NATO İnovasyon, Hibrit ve Siberden Sorumlu Genel Sekreter Yardımcısı Jean-Charles Ellermann-Kingombe, NATO Genel Sekreter Yardımcısı olarak İstanbul'a ilk ziyareti olduğunu ifade etti.
Savunma inovasyon ekosisteminde çok etkili çalışmalar yapmak için çalıştıklarını belirten Kingombe, ellerinde hızlı gelişen teknolojiler olduğunu ve güvenlik zorluklarının da hızla değiştiğini anlattı.
Kingombe, böyle bir ortamda işbirliği yapmak için bu tür platformların önemli olduğuna dikkati çekerek, "Türkiye her zaman için savunma teknolojilerinin geleceğini etkileyen bir aktör olmuştur. Geçmişe baktığımızda teknoloji ve güvenlik her zaman bir arada hareket etmiştir. NATO her zaman yeni teknolojilere, insanları güvende tutmak için adapte olmuştur ve yeni teknolojiler geliştirme konusunda müttefikleri desteklemiştir. 2021'de NATO müttefikleri bir adım atarak DIANA'yı kurmuştur, derin teknoloji inovatörlerini desteklemişlerdir. Bizim ittifakımızın teknolojik üstünlüğünü, ekosistemi ve savunma ve güvenlik alanındaki avantajlarımızı korumak için gelişmelere yetecek güçte olmamız ve hükümetlerin bu teknolojileri benimsemesini sağlamamız gerekiyor." dedi.
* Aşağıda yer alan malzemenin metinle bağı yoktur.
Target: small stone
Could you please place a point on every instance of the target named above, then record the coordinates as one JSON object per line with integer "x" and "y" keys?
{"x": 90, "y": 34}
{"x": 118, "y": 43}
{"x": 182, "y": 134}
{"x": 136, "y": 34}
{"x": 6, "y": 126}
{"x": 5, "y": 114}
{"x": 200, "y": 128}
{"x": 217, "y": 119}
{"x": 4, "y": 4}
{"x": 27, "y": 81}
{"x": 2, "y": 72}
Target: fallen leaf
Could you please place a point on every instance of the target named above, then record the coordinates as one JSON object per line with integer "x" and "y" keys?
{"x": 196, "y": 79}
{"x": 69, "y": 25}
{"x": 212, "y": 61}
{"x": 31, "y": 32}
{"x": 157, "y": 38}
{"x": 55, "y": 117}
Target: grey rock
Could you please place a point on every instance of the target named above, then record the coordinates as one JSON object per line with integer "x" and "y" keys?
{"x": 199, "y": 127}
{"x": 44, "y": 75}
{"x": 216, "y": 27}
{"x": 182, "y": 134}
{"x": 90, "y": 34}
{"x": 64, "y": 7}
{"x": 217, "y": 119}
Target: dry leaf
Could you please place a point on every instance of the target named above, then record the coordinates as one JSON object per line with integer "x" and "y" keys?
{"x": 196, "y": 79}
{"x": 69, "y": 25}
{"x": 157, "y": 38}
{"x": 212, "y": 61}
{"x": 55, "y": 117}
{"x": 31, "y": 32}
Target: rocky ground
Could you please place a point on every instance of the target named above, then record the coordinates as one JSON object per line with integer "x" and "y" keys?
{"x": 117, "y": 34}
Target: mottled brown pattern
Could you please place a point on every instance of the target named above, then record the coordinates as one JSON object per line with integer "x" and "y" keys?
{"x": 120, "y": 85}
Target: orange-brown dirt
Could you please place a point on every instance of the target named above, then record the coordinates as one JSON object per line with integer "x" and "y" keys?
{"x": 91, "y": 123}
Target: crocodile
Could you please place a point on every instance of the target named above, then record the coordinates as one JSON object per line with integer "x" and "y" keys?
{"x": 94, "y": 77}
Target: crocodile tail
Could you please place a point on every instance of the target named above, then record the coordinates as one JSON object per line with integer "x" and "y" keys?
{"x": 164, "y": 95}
Kamunun bu alanda risk alması için teşvik edilmesi gerektiğini vurgulayan Kingombe, şunları kaydetti:
"Onları risk aldıkları için eleştirmememiz gerekiyor. NATO bu zorluğun farkında. Gelecek aylarda yapacağımız çalışmalarda ilk kez hızla alınan bir eylem planı söz konusu olacak. NATO müttefikleri daha etkili bir şekilde yeni teknolojileri kendi silahlı kuvvetlerine ekleyebileceklerdir. Şu anda karşılaştığımız zorluklar sürdürülebilir işbirliği ve yeni yaklaşımlar gerektiriyor. Derin teknolojinin potansiyelini kullanmak için hükümetlerle yakın işbirliği yapmamız gerekiyor. Hem geleneksel hem geleneksel olmayan aktörlerle ve akademiyle ve diğer ortaklarla birlikte çalışmamız gerekiyor. Böylelikle daha güvenlikli ve dayanıklı bir geleceğimiz olacaktır. Türkiye'nin uzay ve havacılık konusunda önemli katkıları var. Bu yapacağımız çalışmalar sadece toplu savunmamız için değil, aynı zamanda küresel güvenlik için de çok büyük katkılar sağlayacaktır."